Southern (NYSE: SO) official Cheri Collins realizes “the world is watching” as subsidiary Georgia Power and its partners build Vogtle Units 3 and 4 near Waynesboro, Ga.
Collins is Southern’s General Manager and External Affairs Liaison for Nuclear Operations and Development. Collins participated in a Sept. 20 webcast on the future of U.S. nuclear power, which also featured Vermont Public Service Department Deputy Commissioner Sarah Hofmann and Nuclear Regulatory Commission member William Ostendorff.
The webcast was sponsored by EnergyBiz magazine, which like GenerationHub, is part of Energy Central.
One thing that all three panelists seemed to agree upon was that the construction of the two new Vogtle units, as well as two new units under construction at the V.C. Summer station in South Carolina, will have an impact on future nuclear projects in the United States. Summer is being built by SCANA (NYSE: SCG) as the majority partner.
All four units were approved by the NRC earlier this year. They are the first nuclear units ordered domestically in the past 30 years and any cost over-runs or project delays could give nuclear power a black eye, the officials agreed.
The “certified” budget for the two new Vogtle units is $14bn with Georgia Power’s share being $6.1 bn, Collins said. “We realize that the world is watching,” Collins said. There have been no cost over-runs to date, she said.
There are currently 2,300 workers involved in the construction effort at Vogtle Units 3 and 4 near Waynesboro, Ga. Several hundred permanent employees will also be involved in operating the two new units.
Vogtle 3 is expected to come online in 2016 and Vogtle 4 in 2017.
Gas, spent fuel, small reactors also on the radar
The participants also seemed to agree that nuclear power’s future will be linked with its ability to compete with domestic natural gas. “Can it compete with gas?” That could probably be “the death knell for nuclear power,” Hofmann said.
Nuclear advocates have pointed to small modular reactors (SMRs) as an option that could potentially enable utilities to incrementally add atomic power in far less than 1,000-MW chunks, which typically require multi-billion-dollar investments.
Ostendorff said he would not be surprised to see one or more SMRs operating domestically by the end of the decade.
The U.S. Department of Energy (DOE) could announce financial incentive awards for a couple of SMRs this fall and the NRC expects to receive its first mini-reactor applications in 2013, Ostendorff said.

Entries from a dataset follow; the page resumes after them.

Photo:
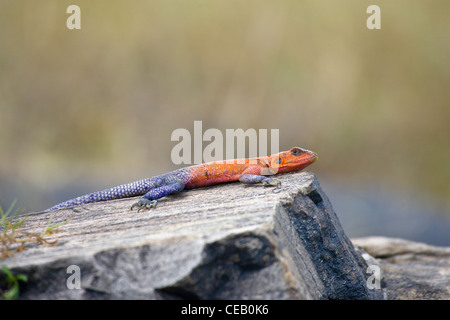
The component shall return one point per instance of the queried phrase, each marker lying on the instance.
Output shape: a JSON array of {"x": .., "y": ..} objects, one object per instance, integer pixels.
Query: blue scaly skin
[{"x": 248, "y": 171}]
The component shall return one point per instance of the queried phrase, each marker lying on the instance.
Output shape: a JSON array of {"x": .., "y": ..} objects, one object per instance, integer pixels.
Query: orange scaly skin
[
  {"x": 207, "y": 174},
  {"x": 249, "y": 171}
]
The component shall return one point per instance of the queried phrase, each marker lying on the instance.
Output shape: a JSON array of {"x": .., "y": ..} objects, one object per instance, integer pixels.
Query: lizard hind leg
[{"x": 148, "y": 200}]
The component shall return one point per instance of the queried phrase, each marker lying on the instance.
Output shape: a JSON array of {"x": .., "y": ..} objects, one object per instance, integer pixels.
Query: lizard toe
[{"x": 144, "y": 203}]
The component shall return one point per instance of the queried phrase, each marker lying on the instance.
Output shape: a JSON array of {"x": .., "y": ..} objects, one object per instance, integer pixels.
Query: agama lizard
[{"x": 249, "y": 171}]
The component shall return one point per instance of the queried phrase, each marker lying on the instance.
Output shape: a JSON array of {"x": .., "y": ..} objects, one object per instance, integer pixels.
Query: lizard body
[{"x": 248, "y": 171}]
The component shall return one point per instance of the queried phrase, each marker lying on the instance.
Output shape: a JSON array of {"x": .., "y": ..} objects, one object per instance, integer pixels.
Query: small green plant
[
  {"x": 13, "y": 238},
  {"x": 12, "y": 281}
]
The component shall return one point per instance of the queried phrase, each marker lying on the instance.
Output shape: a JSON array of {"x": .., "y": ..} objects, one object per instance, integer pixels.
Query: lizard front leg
[{"x": 254, "y": 178}]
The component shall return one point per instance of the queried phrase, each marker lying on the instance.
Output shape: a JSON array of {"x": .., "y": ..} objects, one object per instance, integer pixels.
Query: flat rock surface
[
  {"x": 230, "y": 241},
  {"x": 412, "y": 270}
]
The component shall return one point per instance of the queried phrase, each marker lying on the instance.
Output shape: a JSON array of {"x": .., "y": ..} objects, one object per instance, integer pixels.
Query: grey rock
[
  {"x": 222, "y": 242},
  {"x": 412, "y": 270}
]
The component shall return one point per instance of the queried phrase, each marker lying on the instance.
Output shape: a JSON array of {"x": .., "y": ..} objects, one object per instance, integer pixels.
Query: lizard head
[{"x": 293, "y": 160}]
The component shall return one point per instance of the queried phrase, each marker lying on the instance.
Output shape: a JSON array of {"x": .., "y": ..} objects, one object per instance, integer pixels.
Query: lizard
[{"x": 247, "y": 171}]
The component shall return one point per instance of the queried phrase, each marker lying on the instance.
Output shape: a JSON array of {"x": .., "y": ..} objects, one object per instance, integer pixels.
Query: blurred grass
[{"x": 101, "y": 103}]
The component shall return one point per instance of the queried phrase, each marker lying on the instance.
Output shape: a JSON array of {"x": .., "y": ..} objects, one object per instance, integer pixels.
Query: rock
[
  {"x": 412, "y": 270},
  {"x": 223, "y": 242}
]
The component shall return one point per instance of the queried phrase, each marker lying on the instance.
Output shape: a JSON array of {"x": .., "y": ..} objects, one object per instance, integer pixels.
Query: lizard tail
[{"x": 123, "y": 191}]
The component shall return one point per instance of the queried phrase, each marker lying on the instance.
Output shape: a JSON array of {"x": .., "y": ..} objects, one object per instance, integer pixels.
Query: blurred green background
[{"x": 82, "y": 110}]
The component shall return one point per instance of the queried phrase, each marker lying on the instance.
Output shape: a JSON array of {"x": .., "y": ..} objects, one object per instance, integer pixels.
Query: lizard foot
[
  {"x": 272, "y": 182},
  {"x": 144, "y": 203}
]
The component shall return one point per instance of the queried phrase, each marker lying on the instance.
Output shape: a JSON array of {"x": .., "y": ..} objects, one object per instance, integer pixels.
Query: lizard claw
[{"x": 144, "y": 203}]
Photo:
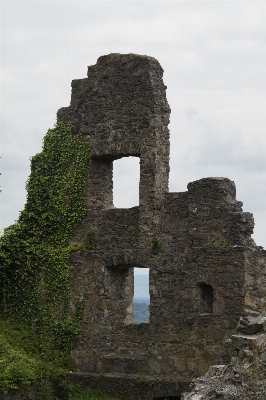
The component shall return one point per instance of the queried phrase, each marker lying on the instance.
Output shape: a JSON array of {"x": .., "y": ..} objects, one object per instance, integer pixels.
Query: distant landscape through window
[{"x": 141, "y": 295}]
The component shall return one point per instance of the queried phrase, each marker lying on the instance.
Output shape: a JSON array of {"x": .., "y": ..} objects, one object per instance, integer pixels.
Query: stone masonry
[{"x": 205, "y": 270}]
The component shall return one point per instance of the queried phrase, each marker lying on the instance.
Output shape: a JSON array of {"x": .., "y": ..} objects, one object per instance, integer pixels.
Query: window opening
[
  {"x": 126, "y": 173},
  {"x": 141, "y": 297},
  {"x": 206, "y": 298}
]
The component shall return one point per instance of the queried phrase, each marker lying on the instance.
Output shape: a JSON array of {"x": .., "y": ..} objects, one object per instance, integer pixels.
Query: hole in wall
[
  {"x": 141, "y": 297},
  {"x": 126, "y": 173},
  {"x": 206, "y": 298}
]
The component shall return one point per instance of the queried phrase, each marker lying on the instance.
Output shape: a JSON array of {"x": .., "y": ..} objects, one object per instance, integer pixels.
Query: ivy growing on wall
[{"x": 34, "y": 252}]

If the NRC approves its first SMR applications within three years of submittal, such units might be operating by the end of the decade, Ostendorff said.
On the regulatory front, Ostendorff said the vast majority of the nation’s 104 nuclear reactors have either had their original operating licenses renewed for an additional 20 years or have applications for extensions currently under review by NRC.
The state of Vermont has been trying to shut down the Vermont Yankee plant owned by an Entergy (NYSE: ETR) subsidiary, although the plant has received a 20-year extension from NRC.
Certainly, Vermont is in the thick of litigation that could affect the entire country, Hofmann said. The Vermont official said that, unlike the Southeast, nuclear power does not seem to enjoy much popular backing in her state.
Hofmann said Vermont residents have concerns about tritium leaks at Vermont Yankee as well as the state’s often rocky relationship with Entergy.
Hofmann also said the cost of storing nuclear fuel on-site, possibly indefinitely, cannot be ignored.
The legal damages that DOE has been forced to pay nuclear operators and ratepayers for failing to accept spent fuel to date, should be included in the cost of nuclear power, Hofmann said.
“Let’s get beyond wishful thinking” on the future of spent fuel or the industry is doomed to failure, Hofmann said.